Luke Melia

personal

April 29, 2002

4/28/02, 11:18 pm

Depressing NY Times magazine this weekend. The chronology of an MIT suicide. A profile of a child assassin in Columbia. A first-person description of fear in the Muslim-Hindu issues of India.

It’s nearly surreal to try to reconcile these horrors with my own comparatively idyllic life. What did I do this weekend? Volleyball in the sunshine. Beer and celebration at Mary’s party. Eating my way through Little Italy and the Village with my family. Putting off doing laundry in favor of a nap…

I read the suicide article last. Reading it started to tie the stories together for me somehow. Elizabeth Shin, the student, isn’t so far removed from my existence that I can leave the story with a label of “surreal” in my head. She was an over-achieving raised-in-suburbia college student. I’ve been there. (Alright, so I wasn’t exactly over-achieving in college… But I was in high school.)

Could I then, leave the story of “Tiny,” the teenaged hitman, in the surreal bucket? I certainly couldn’t not try to understand Meera Nair’s story of living as a Hindu in a majority-Muslim neighborhood in Hyderabad.

I guess the way to combat the dismissed-as-horrible-and-surreal tendency, is to accept that these people are simply human beings who made their conclusions, created their beliefs and ultimately acted. The people in these articles (as well as the Palestinian suicide bombers, the Israeli residents of the Gaza settlements, the neighborhood drunk, the list goes on and on) are basically like me.

It’s scary to think about suicide as something that could naturally occur. But it clearly can. Despite the labels we put on “abnormal” mental issues “disorders,” these “abnormalities” are “normal” enough that they are a constant part of our world, year in and year out.

The article about Elizabeth makes the point that the young woman’s death has created a blame game between her folks and MIT. This is sad in a way, but when you start to think about her suicide as the result of a natural sequence of events and interpretations, that’s exactly what you want to know. How do you get to that condition?

How does a child decide that being a murderer is an OK existence? How does the watchman in Meera Nair’s story justify his inaction in the face of a hate-fueled murder?

The younger the person, the easier it should be to figure out the path.

Tiny, in Columbia, effectively has no father. His male role models are gang leaders and he discovered that he could gain approval from those role models and from his peers by killing people. His mother effectively encourages those relationships. Kids everywhere do a lot to secure the approval of their parental figures. How else do you know as a child if you’re heading in even remotely the right direction without some nods and assurances from people who have been around the block?

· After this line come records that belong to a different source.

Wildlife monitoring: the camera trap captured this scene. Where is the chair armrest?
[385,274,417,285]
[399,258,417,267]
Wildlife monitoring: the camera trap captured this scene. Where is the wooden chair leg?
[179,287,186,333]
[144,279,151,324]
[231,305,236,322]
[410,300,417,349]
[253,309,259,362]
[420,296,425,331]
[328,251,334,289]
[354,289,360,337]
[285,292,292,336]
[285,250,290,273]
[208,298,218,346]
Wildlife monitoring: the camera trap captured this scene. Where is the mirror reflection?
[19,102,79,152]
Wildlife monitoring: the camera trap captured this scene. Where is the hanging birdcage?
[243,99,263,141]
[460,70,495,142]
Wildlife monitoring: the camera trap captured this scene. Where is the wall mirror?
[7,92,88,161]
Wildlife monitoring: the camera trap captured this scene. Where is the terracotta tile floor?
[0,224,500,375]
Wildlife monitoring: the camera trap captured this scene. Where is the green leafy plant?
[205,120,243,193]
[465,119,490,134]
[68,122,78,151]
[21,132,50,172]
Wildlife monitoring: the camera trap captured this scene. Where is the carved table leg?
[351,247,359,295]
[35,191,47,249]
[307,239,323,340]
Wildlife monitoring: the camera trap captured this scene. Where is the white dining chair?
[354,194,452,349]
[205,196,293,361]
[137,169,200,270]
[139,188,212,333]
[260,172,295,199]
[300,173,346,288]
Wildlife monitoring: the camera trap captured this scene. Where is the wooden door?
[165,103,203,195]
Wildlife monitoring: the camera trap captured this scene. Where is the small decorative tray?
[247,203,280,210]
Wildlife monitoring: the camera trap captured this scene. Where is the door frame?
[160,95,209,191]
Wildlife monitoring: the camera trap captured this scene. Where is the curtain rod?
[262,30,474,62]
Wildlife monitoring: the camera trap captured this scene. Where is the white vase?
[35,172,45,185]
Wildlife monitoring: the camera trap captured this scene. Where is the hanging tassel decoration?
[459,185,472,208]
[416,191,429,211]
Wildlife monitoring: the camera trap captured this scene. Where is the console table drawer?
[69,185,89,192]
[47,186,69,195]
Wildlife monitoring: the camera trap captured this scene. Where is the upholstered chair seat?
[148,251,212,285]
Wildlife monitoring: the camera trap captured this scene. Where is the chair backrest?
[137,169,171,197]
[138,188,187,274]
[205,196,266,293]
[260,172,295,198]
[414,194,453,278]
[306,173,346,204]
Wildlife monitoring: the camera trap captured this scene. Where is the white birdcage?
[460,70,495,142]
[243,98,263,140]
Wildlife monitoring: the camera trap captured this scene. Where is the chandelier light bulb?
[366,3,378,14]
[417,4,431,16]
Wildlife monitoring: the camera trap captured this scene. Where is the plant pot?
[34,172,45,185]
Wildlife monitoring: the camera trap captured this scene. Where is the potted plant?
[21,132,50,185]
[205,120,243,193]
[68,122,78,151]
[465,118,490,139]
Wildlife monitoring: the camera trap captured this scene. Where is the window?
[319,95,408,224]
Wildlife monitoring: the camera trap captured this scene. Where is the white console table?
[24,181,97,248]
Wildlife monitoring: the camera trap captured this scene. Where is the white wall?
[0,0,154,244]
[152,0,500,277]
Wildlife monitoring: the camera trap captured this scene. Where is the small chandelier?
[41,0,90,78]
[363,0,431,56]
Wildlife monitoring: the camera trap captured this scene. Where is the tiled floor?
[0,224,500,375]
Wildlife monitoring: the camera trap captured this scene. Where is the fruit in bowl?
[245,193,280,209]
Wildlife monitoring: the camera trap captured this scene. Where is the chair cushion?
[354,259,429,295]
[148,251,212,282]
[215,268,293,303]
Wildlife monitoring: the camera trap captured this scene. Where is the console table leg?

Elizabeth’s achievements are as superlatively impressive as Tiny’s are horrible. Nineteen years of experiences are too many for me to unravel, if I even knew all of them. I can’t say that I understand how she moved from those achievements to the thoughts of death and self-mutilation. It was under pressure, mostly self-applied. I wonder about the influence of being raised in a Korean family — which seems like it can be somehow impersonal and discouraging of emotional expression.

I guess Elizabeth sometimes felt like a failure despite her successes. My mom lessened some of the pressures I put on myself as a teen by telling me that “life isn’t fair.” She told me it frequently in response to my lamentations “it’s not fair!” I hated that fact at the time. But I think it’s helped me to see the world as shades of gray, and not as black and white. If the world’s not fair, not only do I not have a shot to be perfect, but it doesn’t matter anyway, because people wouldn’t treat me as perfect anyway.

Meera’s story makes me recall my time living in Bangalore. Along with my girlfriend at the time, Meeta, I sublet an apartment in an upscale commercial and entertainment district of the South Indian city. We were an unmarried interracial couple living easily on the strength of the dollar. Tensions with Pakistan were growing again. Their were some nationalistic marches and demonstrations in the intersection our balcony overlooked.

I thankfully had no firsthand experience with issues and fear described by Meera. If I had been an American of Middle Eastern heritage rather than European, I wonder how it might have been different.

In the circle of friends we developed there, I’m sure we wouldn’t have had any problems. It was a multi-ethnic, gay-friendly group of relatively privileged people, mostly college students. In our building, though, I don’t know. Would the overly curious and presumably gossipy electrician would have had the same perspective?

Trying to understand the issues of race relations from a personal psychological perspective seems far more challenging than trying to understand Tiny as murderer or Elizabeth as suicide. It’s much easier to decipher the historical, political and socioeconomic factors that create tension between Hindus and Muslims (yet more fallout from Britain’s colonialism — amazing how racism manifests itself in the those discriminated against…) than the mind of one person who thinks a Muslim life is worthless, or vice versa.

It’s important to try to understand the personal, because that’s the way out. Problems of hate aren’t going to be successfully addressed by arms or money, but by love, fostered and facilitated at the right points of individuals’ lives.

I guess that’s all I have to write tonight. I’m grateful for my nearly-idyllic weekend. I’m sorry about Elizabeth, about Tiny, and about those less lucky than Meera.